Several years ago I found myself in the happy position of employing a builder who also turned up reliably at seven each morning to have a brief chat with me before hurtling off to make urgent purchase of the materials needed for the day.   When I analysed his bills I was surprised to find that he actually charged me from the time he left home each morning.   He was more than a little irked when I asked for an explanation.  He was displeased that I should be brazen enough to query the practice and all I could gather was that it was some kind of `tradition’.   He made no comment when I pointed out that bank clerks, typists and shop assistants are not in the happy position of adopting this particular tradition and to my knowledge still got paid from the time they started work.   There was an explosion of displeasure when I added that I felt he should arrive each day with the materials he needed to complete the job rather than drive all over town at my expense to collect them.  
No matter how hard I tried to clarify it my builder was never able to quite see my point of view though I have to say that when I cut his final bill in half before making payment he did not take me to the Small Claims Court as he had threatened.   I can’t help wondering just how the bills are stacking up from the cheery trio across the road.

Saturday, 9 May 2015

Beautiful People

I’ve discovered that the charming and lovely Alex Polizzi, she who once was the Hotel Inspector and is now The Fixer, has a similar effect on men over fifty as the equally exquisite Joanna Lumley had a decade or so before her.
What I mean is that they are prone to stop in their tracks when she appears on the small screen, and stand mesmerized rather than continue on their way to the kitchen with the dirty plates or whatever minor chore the appearance of the rather fetching one interrupted.   
That’s how it works in our house anyway and as I said, I do recognize the syndrome as the very same that was once inspired by the comely Ms.

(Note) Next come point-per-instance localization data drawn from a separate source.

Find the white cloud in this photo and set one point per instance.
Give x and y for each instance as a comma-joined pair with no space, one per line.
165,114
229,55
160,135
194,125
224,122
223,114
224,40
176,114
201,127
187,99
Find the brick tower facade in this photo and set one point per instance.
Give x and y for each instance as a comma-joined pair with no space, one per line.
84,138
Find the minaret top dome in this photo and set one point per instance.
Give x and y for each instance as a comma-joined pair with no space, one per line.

Lumley’.
It is the husband’s opinion that Alex Polizzi is highly intelligent and capable and that’s why he listens attentively to every pearl of wisdom issuing forth from her appealing lips.  He thought Joanna was pretty bright too.   It is his opinion that Alex is a stylish dresser.  He thought much the same of Joanna of course.
For the duration of the current programme he usually asks me more than once how old I think she might be.  Needless to say, Joanna’s age was constantly being queried at one time.
Last week I suggested that Alex might be twenty two or twenty three even.  
He gave a huge sigh of satisfaction.
As for myself, I simply cannot stand the way she calls everybody `Darling’ – so terribly nineteen sixties don’t you think?